Solidão Num dos livros mais bonitos sobre Salvador, Uma História da Cidade da Bahia, escrito pelo antropólogo Antônio Risério e publicado como obra de arte pelo então governo do estado quando Salvador comemorou 450 anos, há uma explicação linda para essa nossa condição de sermos como somos, essa cidade com um signo identitário tão marcado a ferro e fogo literais, graças à matriz africana que nos moldou para além dos altares europeus e da naturalidade tropical indígena. Com a vinda da Família Real portuguesa em fuga para o Brasil, e a decisão de retirar de Salvador o status de capital da Colônia, nos atiraram então ao esquecimento, como Risério explica como sendo “os 100 anos de solidão da Bahia”. 

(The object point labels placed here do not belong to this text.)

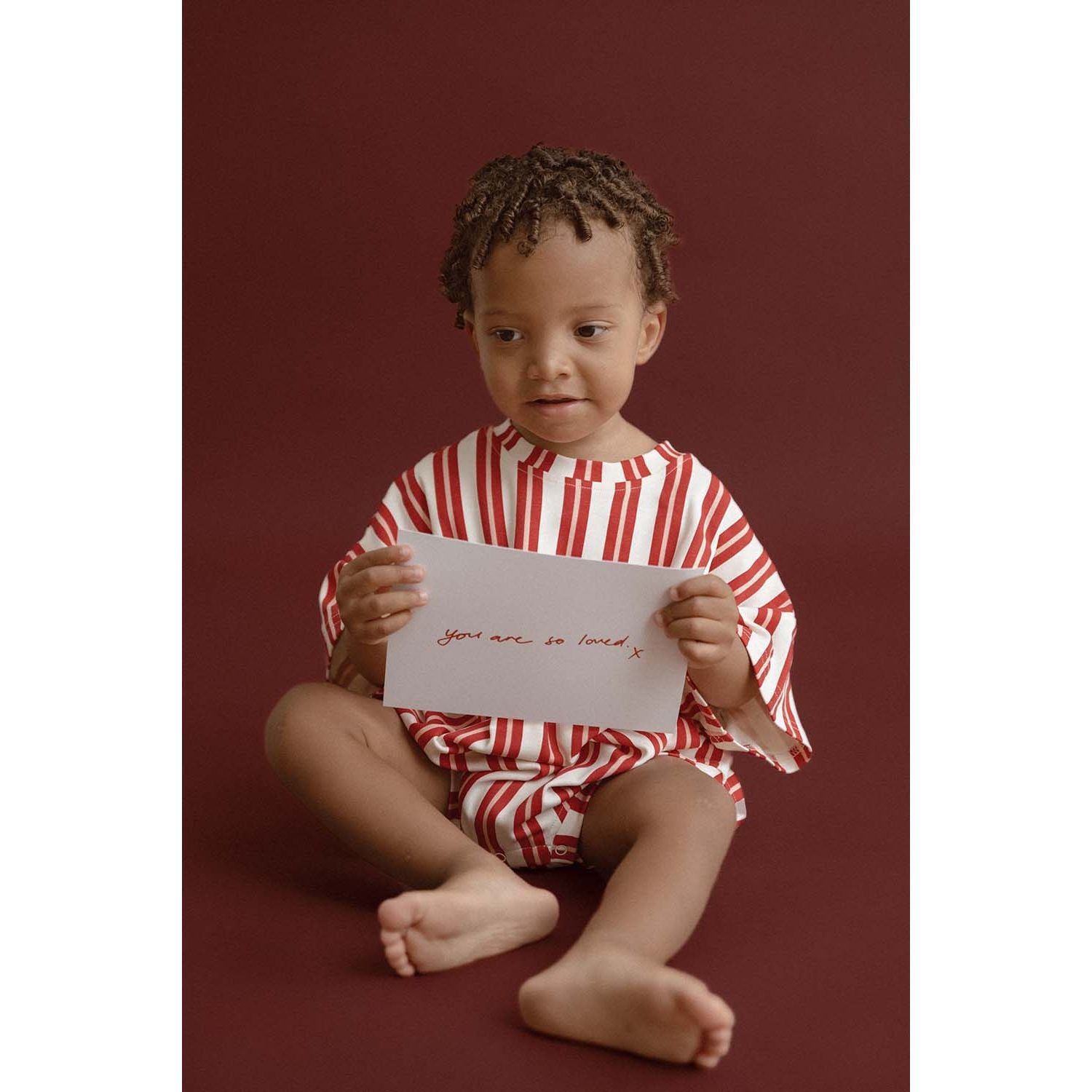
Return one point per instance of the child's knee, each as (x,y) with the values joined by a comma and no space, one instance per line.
(301,713)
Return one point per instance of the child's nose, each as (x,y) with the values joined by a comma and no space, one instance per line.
(548,363)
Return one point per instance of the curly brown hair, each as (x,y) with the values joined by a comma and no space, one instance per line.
(550,183)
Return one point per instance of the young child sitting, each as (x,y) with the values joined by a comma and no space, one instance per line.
(557,269)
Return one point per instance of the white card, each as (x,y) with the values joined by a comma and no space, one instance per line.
(510,633)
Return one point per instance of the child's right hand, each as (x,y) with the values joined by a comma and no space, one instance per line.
(364,594)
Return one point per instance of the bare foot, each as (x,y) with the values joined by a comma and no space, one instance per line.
(473,915)
(612,997)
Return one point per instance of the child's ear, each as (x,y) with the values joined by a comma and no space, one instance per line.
(653,325)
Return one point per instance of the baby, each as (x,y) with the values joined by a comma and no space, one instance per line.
(558,271)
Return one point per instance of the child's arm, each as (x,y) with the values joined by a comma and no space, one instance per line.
(371,612)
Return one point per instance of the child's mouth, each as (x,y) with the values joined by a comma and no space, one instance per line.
(556,408)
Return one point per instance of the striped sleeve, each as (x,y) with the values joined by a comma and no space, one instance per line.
(404,505)
(769,725)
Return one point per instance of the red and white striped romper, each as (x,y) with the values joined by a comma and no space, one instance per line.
(521,788)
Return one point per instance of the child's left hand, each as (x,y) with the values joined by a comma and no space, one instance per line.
(703,617)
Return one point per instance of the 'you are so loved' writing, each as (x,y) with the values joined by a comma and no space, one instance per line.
(452,636)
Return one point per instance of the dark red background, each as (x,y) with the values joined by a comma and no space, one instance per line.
(327,146)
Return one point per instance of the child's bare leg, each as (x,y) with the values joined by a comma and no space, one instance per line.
(661,834)
(349,759)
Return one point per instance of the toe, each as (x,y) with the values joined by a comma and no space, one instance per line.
(400,913)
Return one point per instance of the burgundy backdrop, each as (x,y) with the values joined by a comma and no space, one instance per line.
(327,146)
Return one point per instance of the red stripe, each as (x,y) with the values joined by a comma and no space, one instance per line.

E só para não gerar reducionismos ou generalismos na interpretação, lembremos que, dentro das fronteiras do baianês, durante muito tempo e ainda para alguns, Bahia é sinônimo de Salvador. Sim, é muito justo que o semiárido, o sertão, o sul e as outras bahias contidas no mapa geopolítico do estado não vejam muita graça no estabelecimento desse sinônimo. Nada mais bonito sob o olhar histórico que os fluxos e refluxos de solidão que parecem ser a não apenas condição estruturante da construção da personalidade de Salvador, mas também uma espécie de sina trágica que nos molda. 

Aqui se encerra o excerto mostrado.